Устаток прошел, но осталась головная боль и неугомонная тоска.
Вечером, на закате солнца, я сидел, опустив голову на руки. Слезы просились на глаза, но я их сдерживал, стиснув зубы.
Вдруг дверь тихонько отворилась, и на цыпочках, чуть-чуть позвякивая шпорами, вошел один из моих спутников. Он подошел к столу и молча положил передо мной большой вяземский пряник, затем так же молча и неслышно удалился.
Я изломал пряник на мелкие кусочки, думая, что внутри его было что-нибудь запрятано; но внутри ничего не оказалось. Это просто была нежность и сострадание старого солдата, который хотел меня утешить, как ребенка, пряником.
Тогда мне было досадно. На первых порах я даже счел это за насмешку. Но теперь я с искренней благодарностью вспоминаю эту черту чисто русского сострадания к несчастному.
XX
После этого односуточного роздыха мы уже ехали без всяких остановок. Я помню то радостное чувство, которое всегда являлось прежде при воспоминании о Лене, теперь мало-помалу начало превращаться в какую-то тупую боль в сердце. Как будто кто-то вдруг сожмет его изо всей силы.
Напрасно я старался себя успокоить, что ничего особенного не случилось, что мало ли какие могут встретиться задержки в пути, что все пройдет, и новая туча также рассеется, и снова настанет ясный день. Внутренняя, постоянная, мучительная тревога не давала мне покоя.
Я помню, как на какой-то станции вечером я вышел, шатаясь вошел в комнату и прилег на жесткий диван!
Не помню, сколько я пролежал на нем. Кажется, меня будили, но только помню, что я катился с какой-то горы и при каждом повороте меня обдавал горячий порыв ветра.
Когда я очнулся, то очутился на стуле, и первое, что бросилось мне в глаза, это тонкая струйка крови, которая била фонтаном из моей левой руки. Вокруг меня стояли люди, но кто именно – я не мог разобрать. Какой-то голос громко сказал:
– Это просто жаром его разморило.
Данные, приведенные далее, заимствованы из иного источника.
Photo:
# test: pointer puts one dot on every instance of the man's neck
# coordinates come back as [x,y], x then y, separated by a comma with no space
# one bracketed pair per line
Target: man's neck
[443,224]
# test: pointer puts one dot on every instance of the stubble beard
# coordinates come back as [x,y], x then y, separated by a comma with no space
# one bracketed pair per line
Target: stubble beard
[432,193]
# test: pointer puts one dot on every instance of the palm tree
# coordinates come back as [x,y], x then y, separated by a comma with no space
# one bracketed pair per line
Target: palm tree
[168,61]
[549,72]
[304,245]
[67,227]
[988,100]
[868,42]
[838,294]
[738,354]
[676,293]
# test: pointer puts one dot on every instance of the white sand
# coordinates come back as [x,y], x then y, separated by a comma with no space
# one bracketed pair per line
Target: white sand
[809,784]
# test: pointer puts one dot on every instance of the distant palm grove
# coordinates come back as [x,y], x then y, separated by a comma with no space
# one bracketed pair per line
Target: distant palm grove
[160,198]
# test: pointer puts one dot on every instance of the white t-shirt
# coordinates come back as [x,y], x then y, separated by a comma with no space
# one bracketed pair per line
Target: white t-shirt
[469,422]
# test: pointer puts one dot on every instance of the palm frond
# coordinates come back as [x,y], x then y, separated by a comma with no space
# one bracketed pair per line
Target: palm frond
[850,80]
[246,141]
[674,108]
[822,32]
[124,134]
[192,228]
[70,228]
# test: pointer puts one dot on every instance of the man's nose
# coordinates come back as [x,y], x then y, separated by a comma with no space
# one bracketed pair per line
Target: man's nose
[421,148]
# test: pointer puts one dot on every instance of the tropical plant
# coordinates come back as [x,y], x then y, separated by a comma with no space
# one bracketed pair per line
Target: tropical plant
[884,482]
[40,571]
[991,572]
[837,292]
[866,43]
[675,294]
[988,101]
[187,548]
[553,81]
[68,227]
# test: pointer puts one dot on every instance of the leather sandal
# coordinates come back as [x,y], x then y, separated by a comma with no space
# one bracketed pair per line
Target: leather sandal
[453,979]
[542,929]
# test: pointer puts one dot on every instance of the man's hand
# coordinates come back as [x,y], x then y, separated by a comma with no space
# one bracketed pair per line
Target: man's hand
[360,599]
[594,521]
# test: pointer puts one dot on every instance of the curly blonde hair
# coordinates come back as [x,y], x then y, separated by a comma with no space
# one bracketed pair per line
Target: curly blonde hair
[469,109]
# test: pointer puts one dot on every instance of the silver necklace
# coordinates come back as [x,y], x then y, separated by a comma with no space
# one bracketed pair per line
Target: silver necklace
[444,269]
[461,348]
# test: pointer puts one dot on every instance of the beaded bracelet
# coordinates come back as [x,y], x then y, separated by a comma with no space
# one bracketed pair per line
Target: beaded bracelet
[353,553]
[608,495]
Жаркий дух, значит, ему в голову вдарил.
Когда я совершенно пришел в себя и в голове моей прояснилось, только тогда я понял, что мне пускал кровь какой-то случайно подвернувшийся фельдшер или цирульник.
Не знаю, на вред или на пользу послужило мне это кровопускание, но после него я почувствовал сильный упадок сил, и все для меня превратилось в какой-то сон. Все воспоминания и даже дорогая моя Лена отодвинулись куда-то далеко, вглубь, в далеко минувшее прошлое. Я ничего не желал, ни о чем не думал, я просто лежал в полузабытьи на груди или на плече моего спутника, который бережно поддерживал меня, как добрая нянька, и только пересаживался то справа, то слева по мере того, как уставала и затекала его рука.
– Вон, – говорил он, указывая рукой, – и Бештау выглянула. Вон, вон поправке означат…
Но я ничего не понимал. Я чувствовал только, как горный воздух освежительно веял на мою голову.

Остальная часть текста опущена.